Klara Lidén creates videos, sculptures, and architectural interventions and installations. Since receiving her 2009 Grants to Artists award, Lidén created Project 89, a site-specific installation at The Museum of Modern Art (2009)

She also presented Bodies of Society, which included site-specific works and videos, at the New Museum (2012).

Lidén has since had solo shows at Reena Spaulings Fine Art (2010, 2012) and at many venues in Europe, including the Serpentine Gallery, London (2010) and the Moderna Museet, Stockholm (2010). Her work has also since been included in group exhibitions at the Danish and Nordic Pavilions at the 53rd International Art Exhibition of the Venice Biennale (2009), Art Berlin Contemporary (2010), Fundació Antoni Tàpies in Barcelona (2011), Museum of Modern Art Belgrade (2013), and the Hermitage Museum (2014). Lidén's work is now in the collections of The Museum of Modern Art, New York; Moderna Museet, Stockholm; and the Astrup Fearnley Museet for Moderne Kunst, Oslo, Norway; among others.

Prior to her 2009 FCA grant, Lidén's work was featured in solo presentations at Reena Spaulings Fine Art (2005, 2006, 2008) and in group exhibitions at Art In General (2004), MoMA PS1 (2006), White Columns (2007), and Gagosian Gallery Madison Avenue (2007).

After receiving her 2009 FCA grant, Lidén received a special mention from the jury of the 54th Venice Biennale (2011), a Carnegie Art Award (2012), and the Prize for Sculpture Moderna Museet (2013). Prior to her 2009 FCA award, Lidén held a residency with the International Artists Studio Program in Stockholm (2008).

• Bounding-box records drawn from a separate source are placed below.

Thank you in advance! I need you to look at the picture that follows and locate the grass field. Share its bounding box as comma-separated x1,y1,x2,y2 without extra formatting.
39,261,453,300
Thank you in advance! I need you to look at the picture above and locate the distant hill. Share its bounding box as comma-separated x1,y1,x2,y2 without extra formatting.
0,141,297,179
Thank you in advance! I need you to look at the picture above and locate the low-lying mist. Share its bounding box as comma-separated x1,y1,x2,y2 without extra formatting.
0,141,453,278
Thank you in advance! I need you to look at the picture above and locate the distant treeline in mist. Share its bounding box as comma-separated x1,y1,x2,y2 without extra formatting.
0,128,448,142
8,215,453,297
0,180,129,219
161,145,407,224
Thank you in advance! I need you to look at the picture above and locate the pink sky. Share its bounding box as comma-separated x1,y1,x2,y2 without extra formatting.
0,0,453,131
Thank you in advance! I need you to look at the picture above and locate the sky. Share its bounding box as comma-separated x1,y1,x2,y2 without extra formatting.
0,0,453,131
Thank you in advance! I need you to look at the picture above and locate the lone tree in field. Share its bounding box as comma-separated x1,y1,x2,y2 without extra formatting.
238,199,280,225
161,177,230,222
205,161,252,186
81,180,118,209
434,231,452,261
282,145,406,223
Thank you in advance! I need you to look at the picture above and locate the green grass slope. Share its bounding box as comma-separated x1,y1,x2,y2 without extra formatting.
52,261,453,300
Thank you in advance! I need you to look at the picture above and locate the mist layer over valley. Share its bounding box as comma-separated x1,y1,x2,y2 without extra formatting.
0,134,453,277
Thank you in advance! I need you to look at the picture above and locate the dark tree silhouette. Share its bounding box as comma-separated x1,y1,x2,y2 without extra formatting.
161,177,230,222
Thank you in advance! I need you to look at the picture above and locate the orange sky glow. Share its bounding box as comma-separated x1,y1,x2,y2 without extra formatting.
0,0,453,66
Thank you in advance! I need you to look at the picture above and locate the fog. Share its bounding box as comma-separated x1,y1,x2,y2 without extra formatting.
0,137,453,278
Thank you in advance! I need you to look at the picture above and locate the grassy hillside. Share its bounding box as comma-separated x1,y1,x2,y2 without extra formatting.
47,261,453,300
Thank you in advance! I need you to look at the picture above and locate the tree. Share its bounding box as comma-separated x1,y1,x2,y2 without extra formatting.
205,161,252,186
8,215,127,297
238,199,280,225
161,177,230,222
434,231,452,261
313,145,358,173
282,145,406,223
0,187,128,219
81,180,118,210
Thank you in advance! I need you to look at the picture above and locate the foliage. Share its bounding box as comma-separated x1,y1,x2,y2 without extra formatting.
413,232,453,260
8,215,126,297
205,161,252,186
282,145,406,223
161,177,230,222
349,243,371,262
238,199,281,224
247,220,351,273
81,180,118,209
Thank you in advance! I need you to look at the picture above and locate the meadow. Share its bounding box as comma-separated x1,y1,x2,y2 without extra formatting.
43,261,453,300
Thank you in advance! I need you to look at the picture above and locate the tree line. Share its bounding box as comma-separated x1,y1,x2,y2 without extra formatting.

Lidén attended the School of Architecture at the Royal School of Technology from 2000 to 2004 and University College of Arts Crafts and Design, Konstfack from 2004 to 2007, both in Stockholm.

Artist Statement

Part of me is this poor architect dealing with the problem of existing structures in the city, part of me is this amateur dancer or performer who wants to return ideas of rhythm to the activity of building, or of re-appropriating the built environment. Building is also un-building, recycling or improvising new uses for what's already been set up in places like New York, Berlin or Stockholm, whether in a museum or in my own apartment, and the question of re-appropriating privatized, urban space always somehow begins with the body, its ways of moving and the temporalities it engages when it goes to work or opens up spaces of non-work in work. There is an idea of play that prefers not to decide what is and what isn't work, what is and what isn't useful in the activity of building. Use, most of the time, means diverting materials or spaces from their prescribed functions, inventing ways of making these things improper again. Aside from my interventions in galleries and museums, I have done things like set up a year-long, free postal service in Stockholm, built an underground house on city property in Berlin, removed advertisements from downtown areas, made music with my house keys, and moon-walked around Lower Manhattan.